A group of UNL students, all a part of the Theme Park Design Club, put their heads together to make some creative toys for the three newest members of the zoo.

On Tuesday, the Lincoln Children’s Zoo received some gifts, courtesy of UNL engineering students.

They’re specialized toys made for the enrichment of giraffes.

The student club was proactive in contacting the Children’s Zoo last fall to get the ball rolling on this project.

“These guys are dedicated to quality and the product that they are creating. There were a lot of emails and pictures and sketches and designs. They really really wanted to get it right and they wanted to make something that was truly beneficial to the animals,” said Nikki Shemanski, Lead Giraffe Keeper, Lincoln Children’s Zoo.

The Lincoln Children’s Zoo welcomed three juvenile giraffe’s in late 2018… They are Joey, Allie and Phoebe.

It didn’t take long for their interest to pique when these vibrantly colored toys went over the edge of the enclosure.

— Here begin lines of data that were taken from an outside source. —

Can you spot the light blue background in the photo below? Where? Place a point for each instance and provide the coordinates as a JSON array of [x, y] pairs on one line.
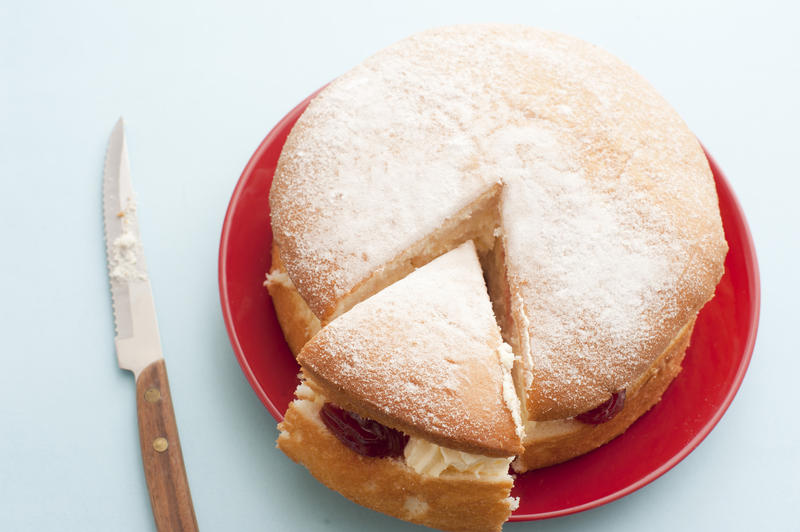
[[200, 85]]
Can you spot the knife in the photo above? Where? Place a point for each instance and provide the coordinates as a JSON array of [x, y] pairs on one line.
[[139, 345]]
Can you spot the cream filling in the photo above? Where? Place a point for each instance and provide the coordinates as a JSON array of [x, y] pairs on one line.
[[422, 456], [433, 460], [510, 395], [278, 277]]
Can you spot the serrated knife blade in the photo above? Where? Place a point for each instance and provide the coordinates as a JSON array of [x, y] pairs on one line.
[[138, 344], [137, 340]]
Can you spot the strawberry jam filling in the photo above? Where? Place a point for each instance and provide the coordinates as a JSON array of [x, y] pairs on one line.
[[605, 411], [364, 436]]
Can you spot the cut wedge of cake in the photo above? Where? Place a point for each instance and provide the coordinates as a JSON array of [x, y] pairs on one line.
[[591, 203], [407, 404]]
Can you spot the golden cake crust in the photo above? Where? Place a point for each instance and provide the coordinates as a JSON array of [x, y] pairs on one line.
[[607, 213], [424, 356], [391, 487]]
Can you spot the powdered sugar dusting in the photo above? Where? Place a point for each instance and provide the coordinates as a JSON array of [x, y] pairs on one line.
[[609, 220], [425, 351]]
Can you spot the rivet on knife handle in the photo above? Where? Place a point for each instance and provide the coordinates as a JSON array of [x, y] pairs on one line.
[[161, 452]]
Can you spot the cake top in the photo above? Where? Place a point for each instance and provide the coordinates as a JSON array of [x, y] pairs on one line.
[[424, 356], [608, 215]]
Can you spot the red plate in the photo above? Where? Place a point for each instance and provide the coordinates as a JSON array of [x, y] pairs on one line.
[[713, 369]]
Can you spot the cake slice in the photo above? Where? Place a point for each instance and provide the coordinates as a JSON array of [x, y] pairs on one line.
[[407, 404]]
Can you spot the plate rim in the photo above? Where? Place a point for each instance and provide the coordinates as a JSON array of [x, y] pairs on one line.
[[753, 281]]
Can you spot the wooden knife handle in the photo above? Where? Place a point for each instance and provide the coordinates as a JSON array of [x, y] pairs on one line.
[[161, 452]]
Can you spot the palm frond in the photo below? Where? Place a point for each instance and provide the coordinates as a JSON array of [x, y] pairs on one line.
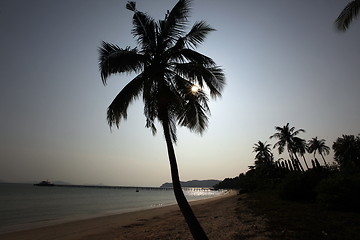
[[114, 59], [131, 6], [212, 77], [347, 15], [198, 33], [188, 55], [144, 30], [118, 108], [176, 21], [195, 113]]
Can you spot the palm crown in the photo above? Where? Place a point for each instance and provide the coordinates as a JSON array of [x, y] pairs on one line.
[[263, 152], [287, 137], [167, 66], [347, 15]]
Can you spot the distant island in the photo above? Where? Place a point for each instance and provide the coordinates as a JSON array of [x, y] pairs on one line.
[[194, 183]]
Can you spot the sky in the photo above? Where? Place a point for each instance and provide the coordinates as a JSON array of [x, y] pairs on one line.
[[284, 62]]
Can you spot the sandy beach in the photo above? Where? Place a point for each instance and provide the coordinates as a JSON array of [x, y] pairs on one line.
[[223, 217]]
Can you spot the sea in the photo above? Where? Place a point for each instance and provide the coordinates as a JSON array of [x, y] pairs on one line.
[[25, 206]]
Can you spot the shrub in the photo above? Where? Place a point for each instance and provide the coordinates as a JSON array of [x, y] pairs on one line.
[[340, 193], [300, 186]]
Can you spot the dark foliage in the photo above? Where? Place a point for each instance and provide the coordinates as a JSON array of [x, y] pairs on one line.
[[340, 192]]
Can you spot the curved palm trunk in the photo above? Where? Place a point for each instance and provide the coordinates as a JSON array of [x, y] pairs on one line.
[[194, 226], [323, 159], [296, 159], [305, 162]]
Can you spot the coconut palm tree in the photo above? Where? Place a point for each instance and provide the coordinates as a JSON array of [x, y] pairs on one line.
[[347, 152], [286, 137], [263, 153], [170, 77], [318, 145], [300, 147], [347, 15]]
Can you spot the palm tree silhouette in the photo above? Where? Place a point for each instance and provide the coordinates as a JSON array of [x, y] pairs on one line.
[[347, 15], [318, 145], [167, 68], [300, 147], [263, 153], [347, 152], [286, 137]]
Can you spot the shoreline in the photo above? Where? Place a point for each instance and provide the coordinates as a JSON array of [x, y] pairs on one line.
[[76, 229]]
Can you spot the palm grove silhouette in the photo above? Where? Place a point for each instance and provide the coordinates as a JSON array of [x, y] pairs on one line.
[[167, 68], [347, 15]]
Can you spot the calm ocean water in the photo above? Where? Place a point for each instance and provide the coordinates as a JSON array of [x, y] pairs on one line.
[[24, 206]]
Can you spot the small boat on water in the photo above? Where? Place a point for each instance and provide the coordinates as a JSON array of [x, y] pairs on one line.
[[44, 184]]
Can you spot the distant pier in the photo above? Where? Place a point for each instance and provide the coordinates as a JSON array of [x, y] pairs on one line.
[[135, 188]]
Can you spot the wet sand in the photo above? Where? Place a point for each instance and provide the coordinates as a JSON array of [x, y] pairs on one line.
[[223, 217]]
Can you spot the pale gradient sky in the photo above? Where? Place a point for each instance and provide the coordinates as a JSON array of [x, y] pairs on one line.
[[284, 62]]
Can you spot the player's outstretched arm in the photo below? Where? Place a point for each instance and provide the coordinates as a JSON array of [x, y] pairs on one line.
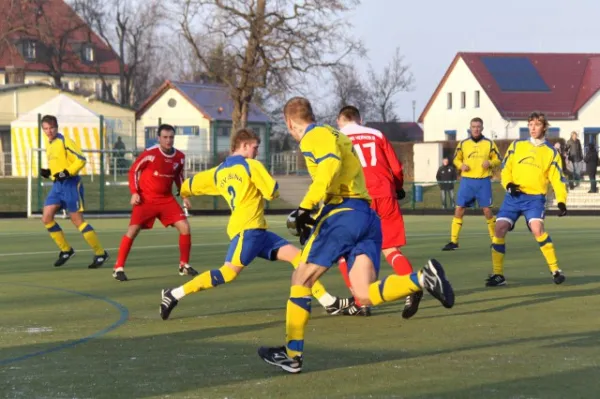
[[202, 183], [263, 181]]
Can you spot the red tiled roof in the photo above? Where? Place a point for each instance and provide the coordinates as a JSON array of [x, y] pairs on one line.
[[62, 19], [558, 84]]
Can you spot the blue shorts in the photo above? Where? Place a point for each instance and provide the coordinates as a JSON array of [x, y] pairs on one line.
[[533, 207], [68, 194], [471, 190], [249, 244], [346, 230]]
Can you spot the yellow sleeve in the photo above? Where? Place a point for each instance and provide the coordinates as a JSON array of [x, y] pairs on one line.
[[506, 175], [557, 178], [458, 156], [263, 181], [320, 150], [202, 183], [495, 159], [75, 158]]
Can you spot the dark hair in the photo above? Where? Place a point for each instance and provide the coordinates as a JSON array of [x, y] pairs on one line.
[[50, 119], [350, 113], [166, 127]]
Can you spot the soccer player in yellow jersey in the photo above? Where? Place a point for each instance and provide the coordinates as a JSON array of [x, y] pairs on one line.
[[65, 160], [476, 157], [245, 184], [528, 167], [345, 226]]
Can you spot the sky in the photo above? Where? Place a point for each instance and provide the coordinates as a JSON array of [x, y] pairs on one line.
[[431, 32]]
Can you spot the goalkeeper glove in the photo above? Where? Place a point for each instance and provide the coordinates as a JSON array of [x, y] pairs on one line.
[[400, 194], [62, 176], [513, 189], [45, 173], [562, 209]]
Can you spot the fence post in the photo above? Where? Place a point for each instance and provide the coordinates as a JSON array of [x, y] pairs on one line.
[[215, 151], [102, 186], [39, 154]]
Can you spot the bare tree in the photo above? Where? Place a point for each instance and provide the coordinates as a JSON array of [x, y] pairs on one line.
[[393, 79], [130, 29], [272, 43]]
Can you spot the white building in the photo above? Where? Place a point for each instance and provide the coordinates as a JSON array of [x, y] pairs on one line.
[[504, 88]]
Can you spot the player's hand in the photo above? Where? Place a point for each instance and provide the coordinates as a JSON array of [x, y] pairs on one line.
[[62, 176], [401, 194], [45, 173], [135, 199], [513, 189]]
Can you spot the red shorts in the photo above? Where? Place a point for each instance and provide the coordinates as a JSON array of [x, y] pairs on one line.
[[168, 212], [392, 223]]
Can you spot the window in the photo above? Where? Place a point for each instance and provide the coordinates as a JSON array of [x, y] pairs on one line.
[[450, 135], [87, 53]]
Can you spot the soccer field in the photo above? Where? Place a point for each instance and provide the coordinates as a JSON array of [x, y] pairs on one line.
[[71, 332]]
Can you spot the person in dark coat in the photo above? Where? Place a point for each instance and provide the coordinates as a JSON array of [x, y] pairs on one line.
[[446, 176], [591, 165]]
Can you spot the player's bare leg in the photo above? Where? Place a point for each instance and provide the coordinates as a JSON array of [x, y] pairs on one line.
[[124, 248], [57, 234], [490, 220], [185, 247], [90, 236], [459, 213], [330, 303]]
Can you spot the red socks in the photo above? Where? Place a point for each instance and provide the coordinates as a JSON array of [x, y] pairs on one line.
[[399, 263], [124, 249], [185, 247]]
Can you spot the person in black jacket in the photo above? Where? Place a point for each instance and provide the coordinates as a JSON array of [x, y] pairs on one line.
[[591, 165], [446, 176]]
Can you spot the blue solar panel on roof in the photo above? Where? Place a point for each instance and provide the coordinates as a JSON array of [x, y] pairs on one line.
[[515, 74]]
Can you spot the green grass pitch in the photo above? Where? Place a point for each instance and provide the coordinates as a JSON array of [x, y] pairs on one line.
[[71, 332]]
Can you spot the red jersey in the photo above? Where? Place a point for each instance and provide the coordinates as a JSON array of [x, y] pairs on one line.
[[383, 170], [153, 173]]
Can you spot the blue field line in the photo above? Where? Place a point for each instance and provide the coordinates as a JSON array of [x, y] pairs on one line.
[[123, 316]]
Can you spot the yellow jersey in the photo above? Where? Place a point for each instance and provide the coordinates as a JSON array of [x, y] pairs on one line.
[[473, 154], [335, 169], [244, 183], [532, 167], [63, 153]]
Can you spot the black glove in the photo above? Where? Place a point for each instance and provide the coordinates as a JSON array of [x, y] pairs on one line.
[[62, 176], [513, 189], [401, 194], [45, 173]]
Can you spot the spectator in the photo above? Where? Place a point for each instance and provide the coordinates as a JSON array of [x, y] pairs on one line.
[[575, 155], [446, 176], [591, 163]]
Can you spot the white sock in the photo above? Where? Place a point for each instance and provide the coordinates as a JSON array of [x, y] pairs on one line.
[[327, 300], [178, 292]]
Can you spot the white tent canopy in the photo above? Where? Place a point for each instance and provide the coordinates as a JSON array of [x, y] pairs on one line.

“The more they can use that tongue and utilize that brain along with the tongue, the better well fare that they are experiencing,” said Shemanski.

All animals at the zoo have some form of enrichment, which is a fancy word for toys to play with.

Giraffes use their 18-inch long tongues as hands, to probe and investigate something new in their environment.

“The purpose of enrichment is to encourage natural behaviors. The most natural behavior for a giraffe is to eat. They eat 18 to 20 hours a day, so by providing the enrichment where we can hide food there, put their hay or grain in there, it just extends their eating time and it keeps their brains busy,” said Shemanski.

Zoe Jirovsky is a junior mechanical engineering student at UNL. She says the group even went as far to name a few of these toys, like the ‘hose-mobile’ and the ‘puzzle-feeder.’

Zoo officials say they’ve never seen a group of college students work so hard to build something in their free time like this.

The students were just happy to see all of their hard work pay off.

“Seeing the giraffes being able to react to these toys like that just made all the months of work that we had totally pay off and it was just really rewarding to see,” said Jirovsky.

Giraffes spend most of their day eating and only sleep for one hour a day.

Zoo officials say these toys will do wonders toward keeping them entertained and mentally stimulated.